The book is not an simple read but rather a long series of one or two page vignettes with chapter headings seemingly giving the sort of advise a mother might give a daughter which are in turn challenged by the chapter's prose. Sometimes it was a source of unnecessary frustration trying to relate the heading to an individual chapter's content.

While the book would undoubtedly give some readers a little titillation, as it is a frank exploration of many aspects of arousal and passion, it is not a 'hard-core' sex on every page book of eroticism. Male readers may well be bemused and wondering what it is all about. 

The writing is in the first person and starts with a young lady on her honeymoon in Marrakech. There is the initial relationship with Cole her new husband and then a new lover, Gabriel, who seems just to appear on the scene.
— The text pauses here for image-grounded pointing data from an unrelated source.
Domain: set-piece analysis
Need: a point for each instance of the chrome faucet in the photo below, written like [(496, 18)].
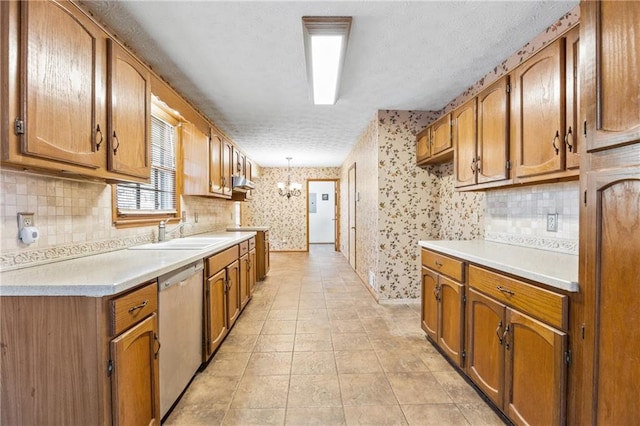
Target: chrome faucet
[(162, 230)]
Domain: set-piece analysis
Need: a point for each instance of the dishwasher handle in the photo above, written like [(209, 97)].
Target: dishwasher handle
[(177, 276)]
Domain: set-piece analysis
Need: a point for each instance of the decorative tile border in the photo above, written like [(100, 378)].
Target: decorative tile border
[(27, 258), (551, 244)]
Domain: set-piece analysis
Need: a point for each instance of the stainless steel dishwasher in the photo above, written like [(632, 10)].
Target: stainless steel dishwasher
[(180, 330)]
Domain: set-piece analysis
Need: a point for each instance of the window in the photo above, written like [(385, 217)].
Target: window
[(144, 202)]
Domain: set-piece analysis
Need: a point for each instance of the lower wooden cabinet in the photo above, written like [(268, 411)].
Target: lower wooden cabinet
[(80, 360), (508, 336), (135, 377), (443, 306)]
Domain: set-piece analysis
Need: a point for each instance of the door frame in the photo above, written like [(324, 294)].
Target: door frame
[(336, 190), (352, 199)]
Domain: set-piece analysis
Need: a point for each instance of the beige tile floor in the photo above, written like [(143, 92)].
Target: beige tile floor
[(313, 347)]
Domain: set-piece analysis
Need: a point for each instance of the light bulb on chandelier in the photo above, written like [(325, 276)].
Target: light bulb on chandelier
[(289, 189)]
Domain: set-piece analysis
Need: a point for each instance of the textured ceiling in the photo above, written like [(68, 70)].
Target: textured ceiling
[(242, 63)]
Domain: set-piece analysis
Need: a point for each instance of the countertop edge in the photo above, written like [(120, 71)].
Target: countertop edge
[(148, 273), (514, 269)]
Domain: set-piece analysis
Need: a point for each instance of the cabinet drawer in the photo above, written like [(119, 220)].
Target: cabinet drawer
[(128, 309), (244, 248), (219, 261), (443, 264), (548, 306)]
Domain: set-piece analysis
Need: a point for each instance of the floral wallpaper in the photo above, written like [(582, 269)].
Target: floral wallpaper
[(286, 218), (365, 157), (74, 219)]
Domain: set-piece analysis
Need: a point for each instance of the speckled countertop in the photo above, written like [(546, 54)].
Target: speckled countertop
[(554, 269), (108, 273)]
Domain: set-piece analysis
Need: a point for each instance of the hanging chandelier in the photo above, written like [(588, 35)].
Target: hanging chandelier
[(289, 189)]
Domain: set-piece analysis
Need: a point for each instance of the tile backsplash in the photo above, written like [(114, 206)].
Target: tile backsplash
[(519, 216), (73, 218)]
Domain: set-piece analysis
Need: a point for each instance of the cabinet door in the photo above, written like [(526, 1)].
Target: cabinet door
[(572, 135), (252, 272), (535, 372), (226, 162), (134, 380), (493, 132), (611, 55), (465, 141), (129, 112), (451, 318), (234, 303), (244, 280), (486, 326), (441, 135), (216, 312), (422, 146), (195, 157), (611, 285), (539, 120), (216, 184), (63, 78), (430, 303)]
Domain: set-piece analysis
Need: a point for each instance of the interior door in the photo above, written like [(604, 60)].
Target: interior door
[(352, 215)]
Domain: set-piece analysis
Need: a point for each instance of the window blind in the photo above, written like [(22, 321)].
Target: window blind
[(158, 196)]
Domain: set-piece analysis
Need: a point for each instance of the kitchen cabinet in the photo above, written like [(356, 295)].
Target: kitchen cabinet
[(69, 88), (606, 370), (517, 347), (134, 368), (443, 303), (610, 73), (434, 144), (544, 119), (222, 297), (128, 113), (262, 254), (482, 151), (104, 352), (244, 274)]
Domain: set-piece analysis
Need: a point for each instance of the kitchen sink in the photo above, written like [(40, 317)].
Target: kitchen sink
[(193, 243)]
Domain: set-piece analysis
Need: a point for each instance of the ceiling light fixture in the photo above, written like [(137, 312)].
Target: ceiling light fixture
[(289, 189), (325, 45)]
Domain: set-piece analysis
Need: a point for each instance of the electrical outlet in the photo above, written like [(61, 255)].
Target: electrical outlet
[(25, 219), (552, 222)]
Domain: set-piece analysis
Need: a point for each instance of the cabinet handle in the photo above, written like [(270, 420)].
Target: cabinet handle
[(115, 138), (504, 337), (140, 306), (99, 132), (155, 337), (566, 139), (505, 290), (556, 138)]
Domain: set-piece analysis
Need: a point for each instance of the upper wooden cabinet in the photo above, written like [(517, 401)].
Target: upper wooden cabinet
[(78, 102), (545, 111), (611, 54), (434, 144), (62, 87), (481, 137), (129, 113)]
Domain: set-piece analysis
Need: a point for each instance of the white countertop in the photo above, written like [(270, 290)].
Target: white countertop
[(248, 228), (108, 273), (554, 269)]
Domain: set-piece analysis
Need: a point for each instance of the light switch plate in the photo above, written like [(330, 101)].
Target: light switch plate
[(552, 222)]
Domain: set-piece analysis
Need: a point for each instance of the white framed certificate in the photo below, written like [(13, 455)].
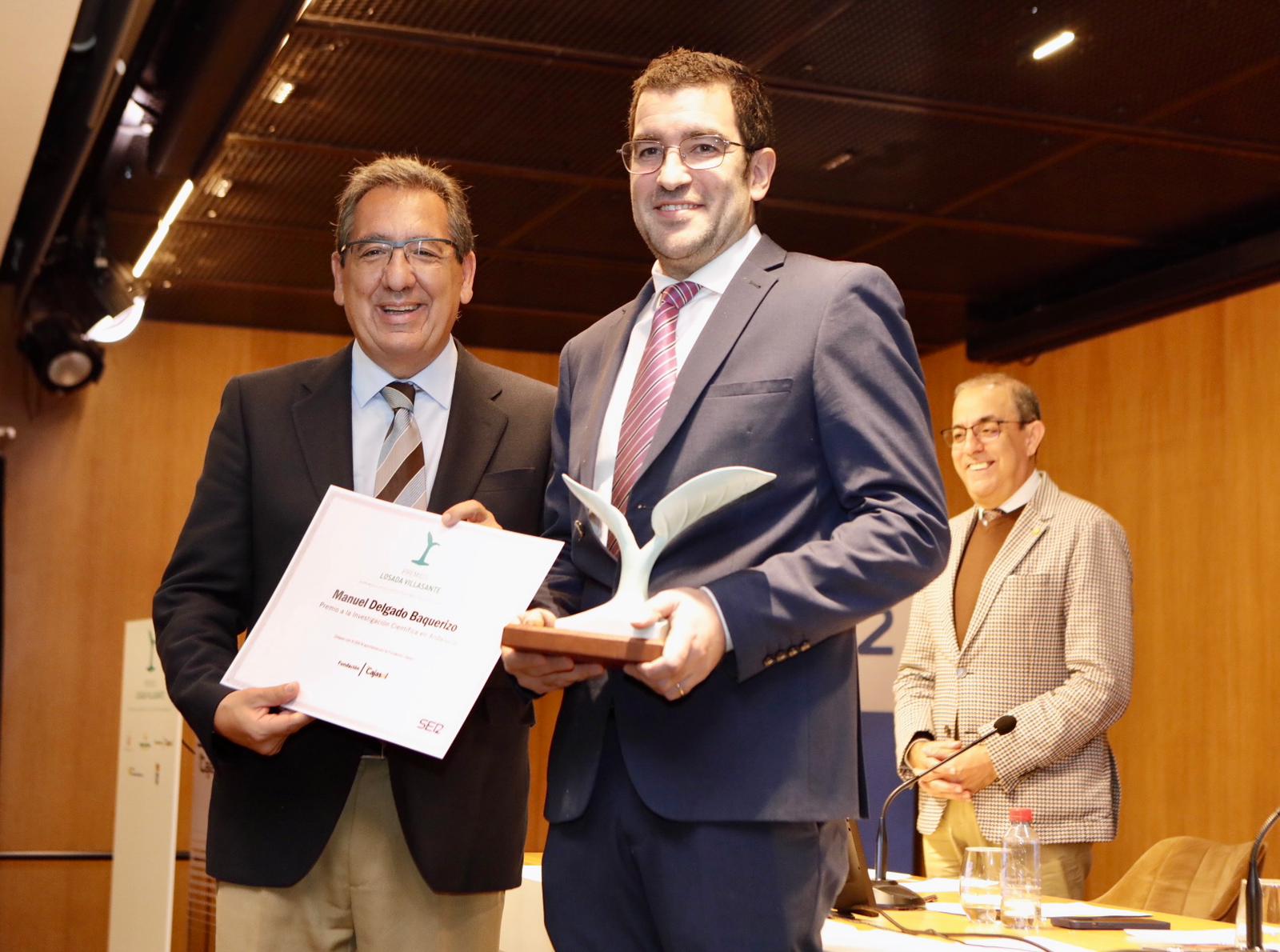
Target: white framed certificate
[(390, 622)]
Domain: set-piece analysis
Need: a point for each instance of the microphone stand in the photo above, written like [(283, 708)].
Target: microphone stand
[(886, 892), (1254, 891)]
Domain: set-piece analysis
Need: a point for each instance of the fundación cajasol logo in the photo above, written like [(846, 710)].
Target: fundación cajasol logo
[(430, 544)]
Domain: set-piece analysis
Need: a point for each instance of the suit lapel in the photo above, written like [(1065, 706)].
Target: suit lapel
[(471, 435), (742, 300), (959, 540), (1030, 527), (322, 418)]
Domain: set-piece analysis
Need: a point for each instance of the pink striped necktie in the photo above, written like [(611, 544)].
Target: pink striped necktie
[(650, 393)]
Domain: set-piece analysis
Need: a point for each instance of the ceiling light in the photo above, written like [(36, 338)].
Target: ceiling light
[(163, 228), (279, 92), (838, 160), (1059, 42), (112, 330), (61, 356)]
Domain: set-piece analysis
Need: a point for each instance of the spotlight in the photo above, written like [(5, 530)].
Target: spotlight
[(59, 354)]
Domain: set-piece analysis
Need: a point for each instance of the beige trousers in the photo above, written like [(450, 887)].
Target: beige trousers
[(364, 891), (1064, 866)]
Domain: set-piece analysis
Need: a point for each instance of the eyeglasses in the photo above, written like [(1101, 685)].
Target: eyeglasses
[(371, 255), (986, 431), (643, 156)]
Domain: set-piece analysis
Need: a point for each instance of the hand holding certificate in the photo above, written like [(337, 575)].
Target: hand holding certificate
[(390, 621)]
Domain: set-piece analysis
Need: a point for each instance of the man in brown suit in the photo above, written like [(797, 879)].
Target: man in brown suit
[(1032, 617)]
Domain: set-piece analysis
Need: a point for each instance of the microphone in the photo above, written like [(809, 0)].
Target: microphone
[(1254, 891), (886, 892)]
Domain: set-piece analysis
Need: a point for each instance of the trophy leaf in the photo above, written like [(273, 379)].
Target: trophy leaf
[(598, 506), (703, 495)]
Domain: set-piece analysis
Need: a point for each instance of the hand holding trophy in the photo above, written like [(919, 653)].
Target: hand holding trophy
[(606, 634)]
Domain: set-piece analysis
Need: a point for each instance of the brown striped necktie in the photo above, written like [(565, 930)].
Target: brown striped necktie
[(401, 467), (650, 393)]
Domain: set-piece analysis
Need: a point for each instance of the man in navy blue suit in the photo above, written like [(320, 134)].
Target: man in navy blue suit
[(698, 802)]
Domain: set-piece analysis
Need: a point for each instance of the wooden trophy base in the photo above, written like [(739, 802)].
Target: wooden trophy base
[(610, 650)]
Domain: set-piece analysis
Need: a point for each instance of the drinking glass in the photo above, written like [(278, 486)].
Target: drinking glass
[(979, 883)]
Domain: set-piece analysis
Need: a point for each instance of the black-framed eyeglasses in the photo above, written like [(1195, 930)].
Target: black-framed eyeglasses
[(986, 431), (375, 254), (643, 156)]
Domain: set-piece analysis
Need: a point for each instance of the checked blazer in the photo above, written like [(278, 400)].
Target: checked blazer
[(1050, 642)]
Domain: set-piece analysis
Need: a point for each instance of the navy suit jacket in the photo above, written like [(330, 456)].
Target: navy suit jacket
[(806, 369), (283, 437)]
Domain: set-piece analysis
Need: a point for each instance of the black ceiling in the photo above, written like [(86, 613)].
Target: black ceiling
[(1010, 200)]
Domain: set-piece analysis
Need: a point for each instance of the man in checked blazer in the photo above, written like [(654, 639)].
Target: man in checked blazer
[(1032, 617), (697, 802)]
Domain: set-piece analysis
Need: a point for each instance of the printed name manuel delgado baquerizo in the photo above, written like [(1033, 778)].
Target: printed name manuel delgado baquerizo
[(390, 610), (410, 582)]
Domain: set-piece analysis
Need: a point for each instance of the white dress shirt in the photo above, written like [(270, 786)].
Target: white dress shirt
[(371, 415), (714, 281), (1019, 498)]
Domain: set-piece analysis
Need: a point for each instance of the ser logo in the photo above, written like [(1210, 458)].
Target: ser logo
[(868, 644), (430, 544)]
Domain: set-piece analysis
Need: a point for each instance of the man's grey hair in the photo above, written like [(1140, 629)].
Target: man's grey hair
[(410, 173), (1024, 397)]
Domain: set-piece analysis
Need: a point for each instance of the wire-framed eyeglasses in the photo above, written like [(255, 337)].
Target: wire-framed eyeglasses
[(642, 156)]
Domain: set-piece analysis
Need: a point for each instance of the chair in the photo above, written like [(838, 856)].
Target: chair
[(1184, 875)]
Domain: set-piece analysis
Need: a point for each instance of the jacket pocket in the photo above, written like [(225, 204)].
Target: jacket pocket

The 138 lessons in life became somewhat less interesting as one starts to search for some depth or thread of a story, which frankly was lacking. This is a book which might for some women allow them the private reflection of past emotional experiences in love and lust as well as the intensity of pain and turmoil in pregnancy. For them it may well be a must read. However, for most readers of fiction I doubt they will read it all but skim and be somewhat disappointed.

The prose is in places well constructed and emotive as in the 'slow creep of the cold'  when walking into a pool for the first time but at times it gets a bit lost - 'the first scrum of morning birds sounds like fat spitting and crackling in a kitchen'. Can't say I have ever heard those birds but it maybe an Australian thing (though it is set in Marrakech).

That said there are reviewers who have gushed praise on this book, though they would seem to be mostly women. Of course, it is a best seller in England and Australia so it must be striking a cord in many. I would recommend a read of more than a few pages before buying it. You may be disappointed.